From our side, we are investing in research to develop the nutritional value of new and existing raw materials such as our kinetics programme and our new rapid raw material quality analysis. We are also developing an agile and resilient supply chain to ensure a security of supply.

In addition, we are establishing collaborative projects between the food and feed industries, with the emphasis on working on the preservation of the nutritive value of alternative raw materials, and how to incorporate these into feed rations. The use of food by-products as valuable feed ingredients helps reduce traditional human food-grade nutritional ingredients from going into animal feed as part of a circular economy, in alignment with Nutreco’s purpose of feeding the future.

[François Gautier, IDF4FEED] Some of them will last for a long time. There is a need to adapt some part of the supply chain to ensure long-term product safety and consistency.
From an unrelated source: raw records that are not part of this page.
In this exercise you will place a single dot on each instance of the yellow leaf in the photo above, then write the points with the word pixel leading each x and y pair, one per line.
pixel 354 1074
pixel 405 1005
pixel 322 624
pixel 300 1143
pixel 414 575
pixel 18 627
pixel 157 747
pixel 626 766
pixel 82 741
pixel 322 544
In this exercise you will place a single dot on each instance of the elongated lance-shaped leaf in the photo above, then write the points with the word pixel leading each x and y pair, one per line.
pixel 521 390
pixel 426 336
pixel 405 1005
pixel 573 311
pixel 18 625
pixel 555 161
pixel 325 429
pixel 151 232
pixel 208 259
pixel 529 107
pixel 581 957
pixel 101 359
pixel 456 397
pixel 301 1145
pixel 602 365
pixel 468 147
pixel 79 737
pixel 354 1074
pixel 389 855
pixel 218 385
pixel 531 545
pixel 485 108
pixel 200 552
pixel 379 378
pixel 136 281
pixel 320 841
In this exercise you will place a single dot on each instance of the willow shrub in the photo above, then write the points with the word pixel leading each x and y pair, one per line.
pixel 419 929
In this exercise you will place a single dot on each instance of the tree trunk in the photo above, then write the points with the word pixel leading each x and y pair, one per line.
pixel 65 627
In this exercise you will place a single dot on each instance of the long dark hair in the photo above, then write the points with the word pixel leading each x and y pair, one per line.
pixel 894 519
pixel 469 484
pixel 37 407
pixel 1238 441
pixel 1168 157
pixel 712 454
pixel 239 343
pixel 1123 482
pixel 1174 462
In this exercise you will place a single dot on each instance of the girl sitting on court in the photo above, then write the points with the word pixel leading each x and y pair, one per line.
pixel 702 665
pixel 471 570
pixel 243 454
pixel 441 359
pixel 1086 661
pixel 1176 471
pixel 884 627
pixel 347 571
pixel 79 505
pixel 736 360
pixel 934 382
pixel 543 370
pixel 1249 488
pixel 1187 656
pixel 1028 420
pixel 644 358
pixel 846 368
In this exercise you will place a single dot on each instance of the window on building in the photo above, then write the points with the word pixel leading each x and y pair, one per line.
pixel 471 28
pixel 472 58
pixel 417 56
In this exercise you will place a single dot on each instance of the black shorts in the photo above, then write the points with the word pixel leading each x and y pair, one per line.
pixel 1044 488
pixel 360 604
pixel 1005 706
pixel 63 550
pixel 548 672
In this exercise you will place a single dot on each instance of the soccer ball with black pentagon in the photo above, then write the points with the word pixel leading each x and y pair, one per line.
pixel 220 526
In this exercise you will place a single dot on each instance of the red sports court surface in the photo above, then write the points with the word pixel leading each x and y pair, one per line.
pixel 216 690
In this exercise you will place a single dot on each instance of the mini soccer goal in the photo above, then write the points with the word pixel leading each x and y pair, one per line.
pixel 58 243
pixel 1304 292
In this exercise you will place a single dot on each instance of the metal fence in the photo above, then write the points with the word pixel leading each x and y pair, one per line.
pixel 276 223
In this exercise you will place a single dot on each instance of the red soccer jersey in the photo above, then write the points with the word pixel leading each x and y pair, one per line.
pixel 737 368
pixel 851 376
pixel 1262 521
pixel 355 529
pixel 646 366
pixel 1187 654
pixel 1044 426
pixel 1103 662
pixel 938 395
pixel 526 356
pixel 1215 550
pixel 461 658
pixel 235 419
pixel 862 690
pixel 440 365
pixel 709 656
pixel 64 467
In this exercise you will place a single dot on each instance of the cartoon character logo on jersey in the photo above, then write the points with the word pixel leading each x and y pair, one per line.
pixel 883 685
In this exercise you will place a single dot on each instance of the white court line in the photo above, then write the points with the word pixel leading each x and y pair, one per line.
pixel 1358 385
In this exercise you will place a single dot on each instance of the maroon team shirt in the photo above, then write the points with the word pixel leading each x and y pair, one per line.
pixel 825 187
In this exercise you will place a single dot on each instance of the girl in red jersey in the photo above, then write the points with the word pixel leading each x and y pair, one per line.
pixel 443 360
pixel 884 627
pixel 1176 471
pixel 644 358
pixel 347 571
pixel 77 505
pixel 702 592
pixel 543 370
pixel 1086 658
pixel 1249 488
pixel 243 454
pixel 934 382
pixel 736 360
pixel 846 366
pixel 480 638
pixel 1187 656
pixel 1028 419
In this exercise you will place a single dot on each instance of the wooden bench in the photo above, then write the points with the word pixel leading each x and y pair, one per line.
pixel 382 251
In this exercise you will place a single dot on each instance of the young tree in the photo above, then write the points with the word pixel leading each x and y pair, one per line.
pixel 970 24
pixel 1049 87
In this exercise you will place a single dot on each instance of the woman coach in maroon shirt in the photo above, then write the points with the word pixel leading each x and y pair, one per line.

[Emmanouil Geneiatakis, FAMI-QS] It is very difficult to say that these challenges are the new normal given that there are so many emerging risks. Factors such as emerging animal diseases, climate change, biodiversity loss, growing sustainability goals and the emergence of circular economies mean our circumstances are constantly evolving and there may never be a ‘normal’ again. Complex problems require collective experience, knowledge, and expertise to overcome. In turbulent times, maintaining the trust in the feed value chain is the success factor to ensure long-term product safety.